The collaboration will see the two pioneering companies offer for the first-time complete commercial laser-driven particle and radiation sources, generating from electrons or neutrons to X-rays and Gamma rays. These crucial systems, with the first one installed in TAU Labs Carlsbad, California, are complemented by an innovative beam-time-as-a-service proposal at the first of several application centers, and will accelerate research and development into many exciting and relevant areas such as radiation testing of space-bound electronics, advanced X-Ray imaging of 3D structures, and even novel cancer therapies.

Thales has been at the leading edge of laser system development for more than 40 years, manufacturing high-energy, flashlamp-pumped and diode-pumped nanosecond lasers for industrial applications as well as powerful ultrashort pulse Titanium:Sapphire femtosecond laser systems delivering power of up to 10 petawatts for scientific applications.

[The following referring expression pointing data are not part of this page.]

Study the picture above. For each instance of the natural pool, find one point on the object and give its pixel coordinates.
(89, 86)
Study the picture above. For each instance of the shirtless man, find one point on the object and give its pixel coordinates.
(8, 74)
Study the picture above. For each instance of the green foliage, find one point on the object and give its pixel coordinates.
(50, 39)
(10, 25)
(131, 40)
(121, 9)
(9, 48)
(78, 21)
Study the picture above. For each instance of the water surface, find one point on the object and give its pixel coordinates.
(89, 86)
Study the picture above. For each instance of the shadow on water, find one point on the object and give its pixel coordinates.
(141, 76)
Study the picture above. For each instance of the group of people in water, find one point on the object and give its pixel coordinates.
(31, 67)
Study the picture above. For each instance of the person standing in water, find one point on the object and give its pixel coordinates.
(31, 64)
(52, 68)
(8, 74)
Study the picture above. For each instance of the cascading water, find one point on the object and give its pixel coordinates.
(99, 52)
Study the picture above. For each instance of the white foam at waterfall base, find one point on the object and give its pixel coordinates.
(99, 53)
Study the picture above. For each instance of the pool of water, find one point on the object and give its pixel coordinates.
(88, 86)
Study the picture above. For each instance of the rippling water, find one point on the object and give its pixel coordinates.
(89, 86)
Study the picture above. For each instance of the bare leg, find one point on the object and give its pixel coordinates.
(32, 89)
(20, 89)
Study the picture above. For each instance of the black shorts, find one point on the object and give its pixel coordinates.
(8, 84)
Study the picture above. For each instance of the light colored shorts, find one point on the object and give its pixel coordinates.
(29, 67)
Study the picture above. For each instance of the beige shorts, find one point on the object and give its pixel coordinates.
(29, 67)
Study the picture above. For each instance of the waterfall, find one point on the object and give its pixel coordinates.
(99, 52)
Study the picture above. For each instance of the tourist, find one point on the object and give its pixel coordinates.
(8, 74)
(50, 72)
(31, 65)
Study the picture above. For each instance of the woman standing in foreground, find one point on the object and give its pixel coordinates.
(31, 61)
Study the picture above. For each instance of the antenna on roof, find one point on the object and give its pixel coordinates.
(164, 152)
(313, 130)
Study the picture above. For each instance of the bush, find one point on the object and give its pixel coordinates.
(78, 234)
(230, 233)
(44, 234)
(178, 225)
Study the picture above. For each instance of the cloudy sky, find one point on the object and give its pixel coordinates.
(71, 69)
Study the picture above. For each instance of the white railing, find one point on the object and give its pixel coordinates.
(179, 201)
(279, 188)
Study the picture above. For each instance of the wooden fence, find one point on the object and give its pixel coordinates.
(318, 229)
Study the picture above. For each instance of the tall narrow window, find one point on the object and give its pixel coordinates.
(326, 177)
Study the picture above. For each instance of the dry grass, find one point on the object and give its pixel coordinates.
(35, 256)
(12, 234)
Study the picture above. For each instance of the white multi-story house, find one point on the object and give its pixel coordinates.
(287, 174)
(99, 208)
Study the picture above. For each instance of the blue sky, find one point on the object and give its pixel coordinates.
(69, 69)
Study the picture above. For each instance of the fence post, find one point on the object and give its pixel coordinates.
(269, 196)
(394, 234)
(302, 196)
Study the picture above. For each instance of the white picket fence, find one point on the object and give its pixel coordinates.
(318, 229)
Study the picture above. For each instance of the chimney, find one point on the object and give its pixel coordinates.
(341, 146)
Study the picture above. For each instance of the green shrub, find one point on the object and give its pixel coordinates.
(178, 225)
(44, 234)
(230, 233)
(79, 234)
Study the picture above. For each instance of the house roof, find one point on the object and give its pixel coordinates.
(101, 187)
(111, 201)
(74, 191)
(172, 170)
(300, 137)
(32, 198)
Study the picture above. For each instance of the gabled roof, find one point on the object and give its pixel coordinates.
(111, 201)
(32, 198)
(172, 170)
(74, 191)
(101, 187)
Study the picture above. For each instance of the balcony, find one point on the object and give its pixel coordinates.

How TAU System’s Compact Accelerator Works
Particle accelerators hold great potential for semiconductor applications, medical imaging and therapy, and research in materials, energy and medicine. But conventional high-energy particle accelerators require plenty of space – some upwards of kilometers – making them expensive and limiting their presence to a handful of national labs and universities.

TAU Systems have built and rigorously tested a compact laser wakefield accelerator (LWFA), which has a wide variety of applications, and the full system could be contained in a volume the size of a shipping container.

This kind of compact particle accelerator could also be used to drive another device called an X-ray free electron laser, which could be used as a light source for beyond EUV lithography for even more advanced chip production as well as being capable of recording the dynamics of processes on the atomic or molecular scale. Examples of such dynamic processes include drug interactions with cells, changes inside batteries that might cause them to go into thermal runaway, chemical reactions inside solar panels, and viral proteins changing shape when infecting cells.

The concept for LWFA was first described in 1979. An extremely powerful laser strikes a gas target (e.g. Helium), heats it into a plasma and creates plasma waves that accelerate electrons from the gas, thereby generating a high-energy electron beam. Conceptually, the laser is like a boat skimming across a lake, leaving behind a wake – a plasma wake/wave – and electrons ride this plasma wave like surfers.

During the past couple of decades, various research groups have developed more powerful versions and Hegelich’s group holds the current record with a demonstrated acceleration gradient of over 100 billion volts per meter or 1,000x more than even the strongest conventional accelerators can achieve.